1inch

Note: The initial proposal was missing the necessary onchain transaction payload. Detailed explanation here.

---

Author: 1inch Foundation

---

Simple Summary

Authorize transfer of $768,026 USDC from DAO treasury to designated 1inch Foundation address for reimbursing verified users affected by the October 30th supply chain attack.

Abstract

On October 30, 2024, between 9:12 PM and 11:22 PM (CET), the 1inch dApp was compromised through a supply chain attack targeting the Lottie Player library. This security breach allowed attackers to replace the aggregation function with malicious code, resulting in approximately $768,026 of user token losses. This proposal authorizes the DAO to reimburse affected users through the 1inch Foundation’s distribution infrastructure.

Motivation

The DAO Guidelines explicitly task the DAO with assessing and administering strategic decisions to ensure the security of both the 1inch Network and its Interface. Section 4.3.2 grants the DAO authority to direct the Foundation in implementing operations that secure network interests.

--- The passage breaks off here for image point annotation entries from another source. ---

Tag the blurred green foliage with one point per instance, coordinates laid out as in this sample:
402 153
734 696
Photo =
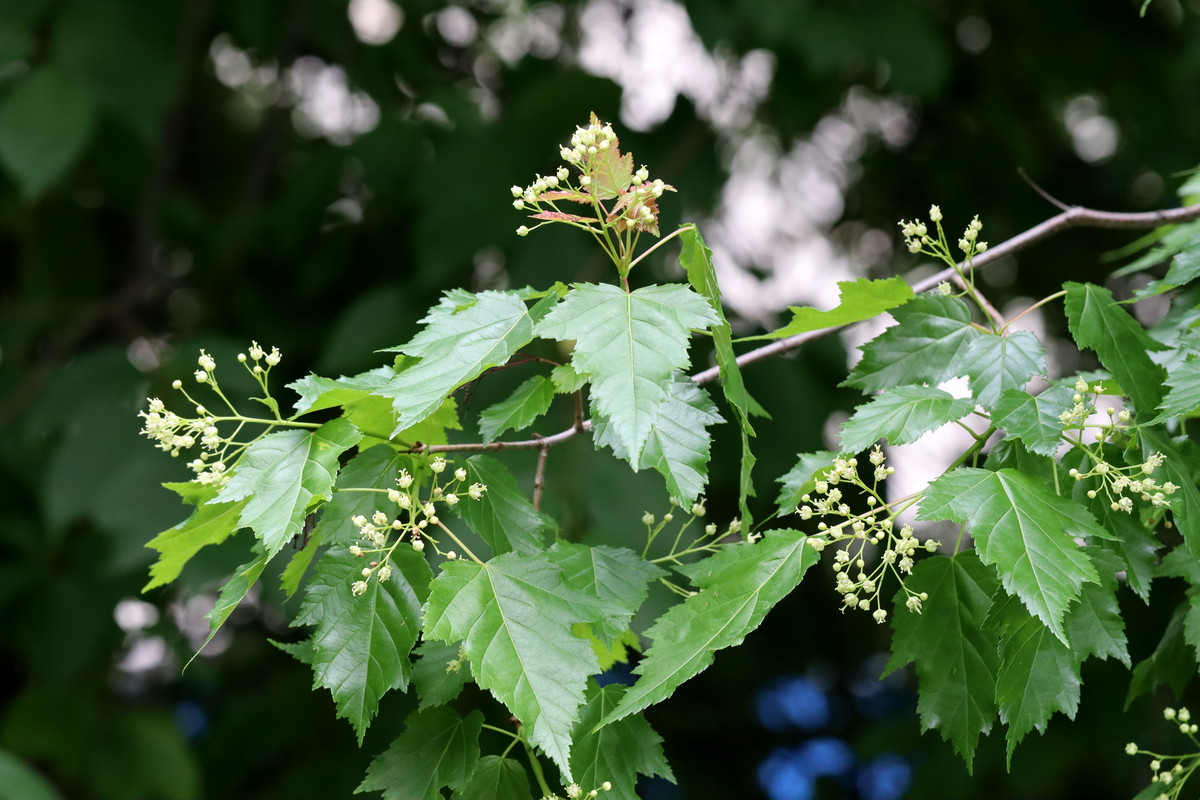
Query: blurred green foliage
165 188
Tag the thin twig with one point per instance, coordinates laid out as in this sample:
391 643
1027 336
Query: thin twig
539 476
1073 217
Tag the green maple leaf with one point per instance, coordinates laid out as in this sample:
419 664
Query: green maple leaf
504 517
901 415
957 661
1038 673
996 364
617 752
1026 530
697 262
456 346
678 444
1099 324
517 411
361 643
210 523
1033 419
497 779
924 347
737 588
514 617
436 683
802 479
617 576
1185 396
282 475
629 344
437 750
857 301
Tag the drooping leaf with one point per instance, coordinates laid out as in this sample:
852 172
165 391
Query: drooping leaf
519 410
901 415
437 750
924 347
1183 400
1026 530
736 589
46 121
629 346
361 643
232 594
697 262
514 617
373 469
1038 674
497 779
282 474
957 661
802 479
439 673
617 752
454 348
617 576
504 517
1033 419
210 523
996 364
857 301
1122 346
678 445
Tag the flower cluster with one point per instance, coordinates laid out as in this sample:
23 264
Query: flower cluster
1115 481
1171 773
413 521
918 240
174 433
858 579
616 196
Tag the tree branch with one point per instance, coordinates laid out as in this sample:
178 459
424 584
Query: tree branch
1073 217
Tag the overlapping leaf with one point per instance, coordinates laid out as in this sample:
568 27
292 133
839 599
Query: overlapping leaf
924 347
957 661
517 411
437 750
617 576
737 588
1033 419
617 752
996 364
514 617
210 523
282 474
456 346
504 518
629 344
1026 530
901 415
1123 347
857 301
361 643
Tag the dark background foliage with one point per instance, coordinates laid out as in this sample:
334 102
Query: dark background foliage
163 188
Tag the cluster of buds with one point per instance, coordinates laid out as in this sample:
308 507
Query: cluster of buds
1170 773
616 196
174 433
1117 483
413 521
861 579
917 238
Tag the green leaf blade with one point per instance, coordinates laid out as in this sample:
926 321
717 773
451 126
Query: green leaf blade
282 474
901 415
738 587
1024 529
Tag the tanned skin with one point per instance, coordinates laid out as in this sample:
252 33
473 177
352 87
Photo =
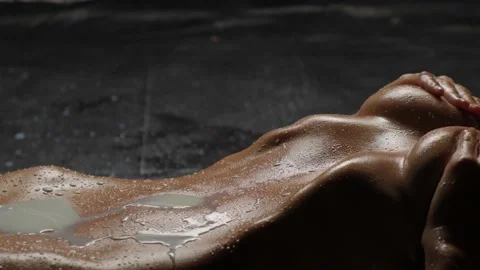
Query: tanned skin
390 187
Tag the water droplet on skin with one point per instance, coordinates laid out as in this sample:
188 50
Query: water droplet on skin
19 136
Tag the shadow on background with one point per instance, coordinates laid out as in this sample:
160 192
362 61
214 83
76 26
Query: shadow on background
144 89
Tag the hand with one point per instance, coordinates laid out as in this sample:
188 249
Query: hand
443 86
452 229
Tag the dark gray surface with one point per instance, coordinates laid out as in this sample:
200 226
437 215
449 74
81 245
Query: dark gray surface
165 93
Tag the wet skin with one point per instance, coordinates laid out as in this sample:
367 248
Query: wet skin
327 192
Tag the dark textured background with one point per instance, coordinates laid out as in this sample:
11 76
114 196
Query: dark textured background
147 91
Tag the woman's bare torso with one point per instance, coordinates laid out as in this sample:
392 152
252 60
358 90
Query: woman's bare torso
114 223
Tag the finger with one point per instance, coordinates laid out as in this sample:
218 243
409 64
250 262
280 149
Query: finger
446 78
452 95
424 80
467 145
465 94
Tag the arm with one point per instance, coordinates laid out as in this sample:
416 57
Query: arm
423 102
452 230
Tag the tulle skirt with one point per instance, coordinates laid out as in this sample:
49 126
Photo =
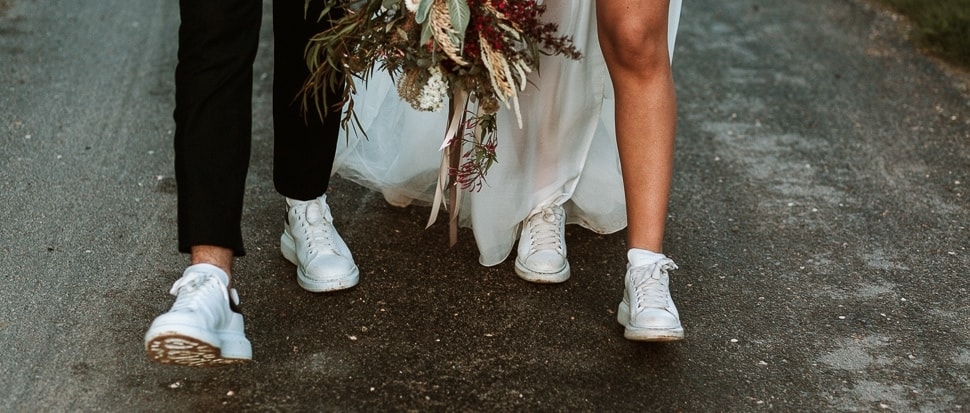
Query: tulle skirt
565 152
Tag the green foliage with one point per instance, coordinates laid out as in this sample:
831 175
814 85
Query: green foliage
941 26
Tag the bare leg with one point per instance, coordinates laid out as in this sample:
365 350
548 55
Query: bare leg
634 43
210 254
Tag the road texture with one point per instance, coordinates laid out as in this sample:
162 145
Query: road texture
820 218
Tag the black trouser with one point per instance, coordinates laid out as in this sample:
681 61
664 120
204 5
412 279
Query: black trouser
213 115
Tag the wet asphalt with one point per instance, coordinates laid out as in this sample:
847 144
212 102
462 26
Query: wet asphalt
819 215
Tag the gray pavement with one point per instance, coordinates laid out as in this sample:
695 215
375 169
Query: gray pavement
820 218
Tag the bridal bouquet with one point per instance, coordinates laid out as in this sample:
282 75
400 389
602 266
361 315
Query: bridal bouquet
440 53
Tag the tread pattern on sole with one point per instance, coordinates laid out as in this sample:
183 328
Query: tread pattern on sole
187 351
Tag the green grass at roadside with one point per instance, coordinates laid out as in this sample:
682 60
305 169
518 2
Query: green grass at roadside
941 26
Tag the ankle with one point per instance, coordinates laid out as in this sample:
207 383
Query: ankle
219 257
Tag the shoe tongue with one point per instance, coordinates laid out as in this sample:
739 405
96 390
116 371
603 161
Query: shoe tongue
640 257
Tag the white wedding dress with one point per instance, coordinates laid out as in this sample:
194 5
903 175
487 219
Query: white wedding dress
565 151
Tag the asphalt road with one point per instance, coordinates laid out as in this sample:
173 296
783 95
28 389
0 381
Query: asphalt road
820 218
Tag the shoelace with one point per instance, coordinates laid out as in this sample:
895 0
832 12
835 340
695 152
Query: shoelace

A comprehensive reimbursement maintains user trust, demonstrates ecosystem resilience, and aligns with the DAO’s commitment to community protection. The Foundation’s established compliance framework provides an effective channel for user compensation while addressing regulatory requirements.

Specification

The reimbursement consists of a single transfer of $768,026 USDC from the DAO treasury to the Foundation’s address: 0x7D2aAE4F4A474e6c040f2E6678B9Ef1FA628C316. This amount represents the USD value of affected tokens at the time of the exploit.

The Foundation will manage all aspects of the compensation process:

1. Victim Verification Requirements:

   • Verifiable proof of funds lost (transaction hashes)

   • Filing of law enforcement reports

   • Completion of KYC compliance procedures

   • Signing of compensation agreement

2. Compensation Terms:

   • USD equivalent value at time of incident

   • Victims waive rights to any funds recovered through law enforcement

   • Any recovered funds will be returned to the DAO

Rationale

The ongoing criminal investigation involves the Royal Cayman Islands Police Service, blockchain investigation agencies (ZeroShadow, TRM Labs), and potential collaborations with Token Recover and Crystal Intelligence. Utilizing the Foundation’s established legal and compliance infrastructure creates the most efficient execution framework while maintaining necessary safeguards.

Considerations

Security

The exploit stemmed from an automatic update to a third-party UI library which introduced a vulnerability that compromised the Interface’s front-end. The Foundation has implemented enhanced dependency management procedures to prevent similar incidents.

Implementation

Post-approval, funds will transfer to the Foundation, which assumes responsibility for all compliance procedures, victim verification, and distribution. The Foundation commits to providing regular status updates and a final compensation report.

If any stolen funds are recovered through law enforcement, exchanges, or other means, the Foundation will return these funds to the DAO treasury, maintaining the integrity of the compensation process.